Where the storm winds may blow stronger is with the European banks and forebearance is almost a foregone conclusion on the continent.
I am not trying to strike a Pollyanna note and have no doubt that Geithner/Bernanke et. al. have been doing a great deal of whistling past the graveyard this past year. Too many problems have been papered over. I just can see the arguments that CRE may not represent another tipping point in and of itself.
As for the Treasury, it would seem that even the repaid TARP money will not be enough for them in the future or they would not be fire selling their assets to the likes of Goldman.

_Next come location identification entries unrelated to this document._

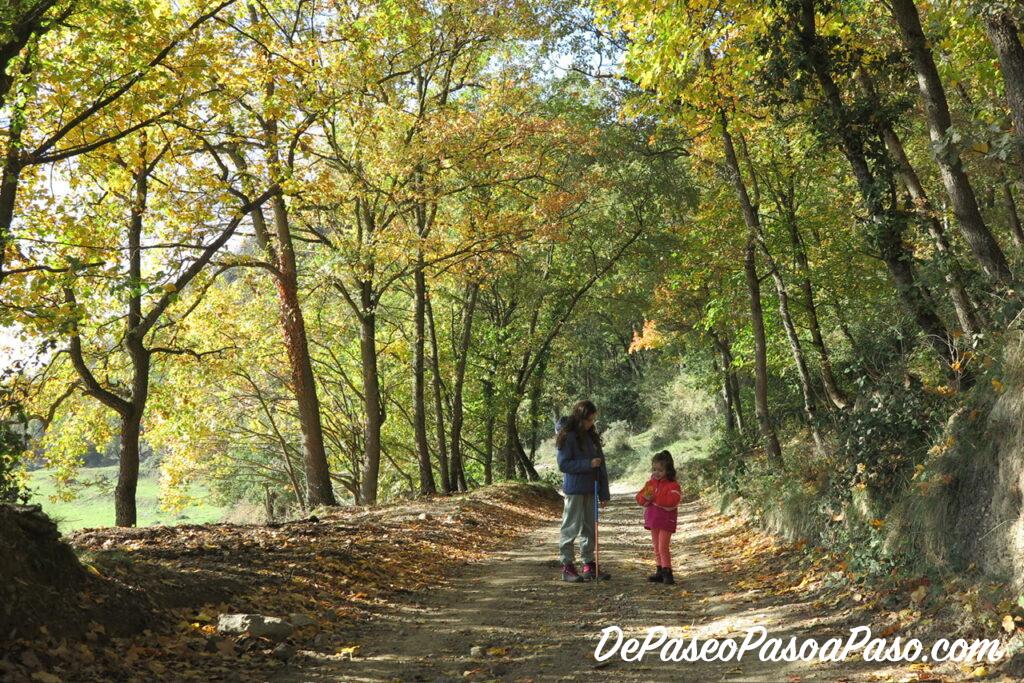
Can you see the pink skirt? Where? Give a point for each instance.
(655, 517)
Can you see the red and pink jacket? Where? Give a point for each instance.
(667, 494)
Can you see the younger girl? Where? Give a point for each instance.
(659, 499)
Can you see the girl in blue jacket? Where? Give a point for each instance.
(581, 460)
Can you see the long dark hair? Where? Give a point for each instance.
(665, 458)
(573, 425)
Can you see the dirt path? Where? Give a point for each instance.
(532, 627)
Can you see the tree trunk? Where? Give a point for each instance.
(810, 409)
(442, 460)
(1004, 34)
(458, 467)
(765, 426)
(887, 226)
(1012, 216)
(371, 397)
(967, 310)
(8, 181)
(318, 488)
(757, 314)
(737, 399)
(124, 494)
(515, 455)
(488, 431)
(835, 393)
(427, 484)
(962, 196)
(727, 398)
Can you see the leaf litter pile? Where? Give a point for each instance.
(759, 567)
(317, 573)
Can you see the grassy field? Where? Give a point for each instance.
(94, 505)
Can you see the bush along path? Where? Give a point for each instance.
(510, 619)
(468, 589)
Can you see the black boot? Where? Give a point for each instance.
(569, 574)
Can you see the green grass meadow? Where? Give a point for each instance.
(94, 503)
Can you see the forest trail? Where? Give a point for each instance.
(532, 627)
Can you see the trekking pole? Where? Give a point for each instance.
(597, 514)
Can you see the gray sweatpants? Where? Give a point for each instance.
(578, 519)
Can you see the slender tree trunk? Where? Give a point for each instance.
(318, 488)
(372, 397)
(737, 399)
(427, 484)
(962, 195)
(887, 226)
(1012, 216)
(730, 418)
(458, 467)
(1005, 36)
(765, 426)
(835, 393)
(757, 314)
(810, 408)
(8, 181)
(964, 304)
(515, 455)
(488, 431)
(124, 494)
(442, 459)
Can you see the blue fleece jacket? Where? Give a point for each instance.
(573, 461)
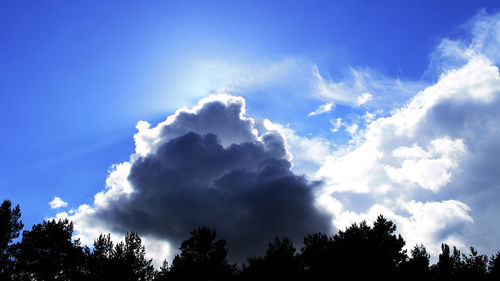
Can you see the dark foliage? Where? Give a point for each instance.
(360, 252)
(10, 226)
(201, 258)
(47, 252)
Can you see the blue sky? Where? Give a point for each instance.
(76, 77)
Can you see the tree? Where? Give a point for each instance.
(448, 264)
(162, 274)
(279, 263)
(417, 267)
(10, 226)
(101, 259)
(474, 266)
(315, 255)
(47, 252)
(494, 267)
(364, 252)
(201, 258)
(128, 260)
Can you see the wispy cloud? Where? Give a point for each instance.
(57, 203)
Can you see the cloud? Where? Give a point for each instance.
(422, 165)
(207, 166)
(327, 107)
(361, 85)
(57, 203)
(364, 98)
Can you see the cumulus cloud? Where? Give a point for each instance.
(421, 165)
(207, 166)
(57, 202)
(364, 98)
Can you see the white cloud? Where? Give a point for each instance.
(360, 86)
(337, 124)
(364, 98)
(215, 150)
(57, 203)
(327, 107)
(306, 154)
(430, 169)
(427, 145)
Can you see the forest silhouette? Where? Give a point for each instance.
(360, 252)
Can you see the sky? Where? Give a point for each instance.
(256, 118)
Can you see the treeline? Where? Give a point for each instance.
(360, 252)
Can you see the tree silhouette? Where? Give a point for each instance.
(279, 263)
(315, 255)
(201, 258)
(101, 259)
(364, 252)
(47, 252)
(10, 226)
(417, 267)
(360, 252)
(474, 266)
(494, 267)
(448, 264)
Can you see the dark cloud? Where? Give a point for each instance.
(246, 190)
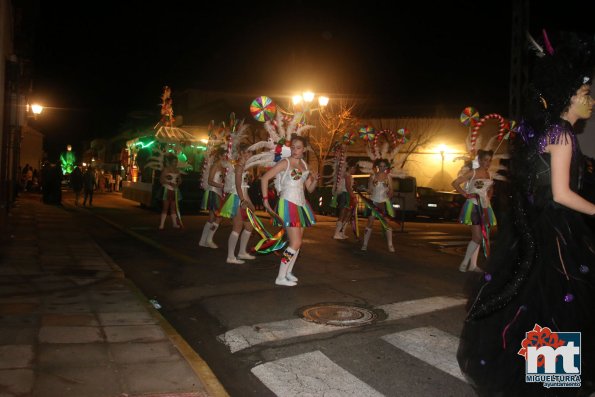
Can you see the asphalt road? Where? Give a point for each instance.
(251, 332)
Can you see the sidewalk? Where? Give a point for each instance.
(71, 324)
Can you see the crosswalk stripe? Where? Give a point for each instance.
(449, 243)
(311, 374)
(434, 237)
(428, 232)
(246, 336)
(430, 345)
(400, 310)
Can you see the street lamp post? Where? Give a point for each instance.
(304, 102)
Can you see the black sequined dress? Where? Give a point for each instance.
(541, 272)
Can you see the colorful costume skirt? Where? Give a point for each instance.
(211, 201)
(171, 195)
(294, 215)
(385, 208)
(342, 200)
(231, 206)
(472, 214)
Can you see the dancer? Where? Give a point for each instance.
(380, 188)
(477, 210)
(213, 196)
(170, 181)
(345, 198)
(540, 278)
(235, 207)
(236, 192)
(293, 209)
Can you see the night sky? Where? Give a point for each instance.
(95, 63)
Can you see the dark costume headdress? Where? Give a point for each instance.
(557, 74)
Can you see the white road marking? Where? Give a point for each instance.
(311, 374)
(430, 345)
(400, 310)
(450, 243)
(247, 336)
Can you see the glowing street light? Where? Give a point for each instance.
(306, 98)
(36, 108)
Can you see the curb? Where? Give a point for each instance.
(212, 385)
(198, 365)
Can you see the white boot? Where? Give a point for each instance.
(473, 262)
(174, 221)
(288, 254)
(342, 232)
(212, 230)
(337, 235)
(389, 240)
(162, 224)
(231, 248)
(203, 236)
(471, 248)
(367, 235)
(290, 275)
(243, 254)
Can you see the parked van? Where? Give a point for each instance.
(404, 190)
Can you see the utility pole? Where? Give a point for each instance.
(519, 67)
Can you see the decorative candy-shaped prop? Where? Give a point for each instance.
(349, 138)
(503, 127)
(469, 116)
(390, 136)
(404, 135)
(367, 133)
(263, 109)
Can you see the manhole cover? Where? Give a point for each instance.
(338, 314)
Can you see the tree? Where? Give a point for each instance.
(336, 119)
(423, 131)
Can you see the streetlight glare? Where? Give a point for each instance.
(308, 96)
(442, 148)
(36, 108)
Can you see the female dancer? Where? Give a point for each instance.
(539, 292)
(170, 181)
(212, 198)
(293, 209)
(236, 202)
(344, 194)
(477, 210)
(380, 188)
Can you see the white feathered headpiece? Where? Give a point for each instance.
(387, 151)
(473, 143)
(280, 131)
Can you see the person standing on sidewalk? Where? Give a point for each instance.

I don't believe for a moment that Geithner does not realize the extent of looming real estate problems that are still growing behind the synthetically rosy numbers due to government tax credits, faked interest rates by the Mac and Maes, and rising losses banks are having to deal with in real estate asides from the housing market which the government has already approved to let banks essentially cheat on the accounting as to how much loss they are facing.
Furthermore the taxpayer can't seem to catch a break. If assets the US buy goes up they give them away. And if they go down we keep taking hits. Goldman's point on this matter was well said when they completed their last deal with Geithner. It is as follows:
The CEO of Goldman Sachs, Ivana B. Richmore, remarked “This transaction solidifies the long standing relationship between our firm and the US Treasury, which over many years has been very beneficial to both parties, or at least to us."
Really, we are getting sick of the smug remarks of bankers who continue to take taxpayer money and then make veiled jokes as to how stupid the government is. It's true that they are stupid, that's why they have no business being in the private sector at all, but it is our money.
The only reasonable thing to do is make Obama eat his commitment not to give a single penny more in bailout money and prevent the wholesale giveaway of American assets to private banks. Revoke Goldman’s deal and block further bailouts to Fannie Mae, Freddie Mac, and every other rotten financing business out there. When the next hurricane hits lets make sure the taxpayer is not the one standing outside in the rain. It's time for those responsible to take the drenching. We call it capitalism. It's about time the US government learns about what that means.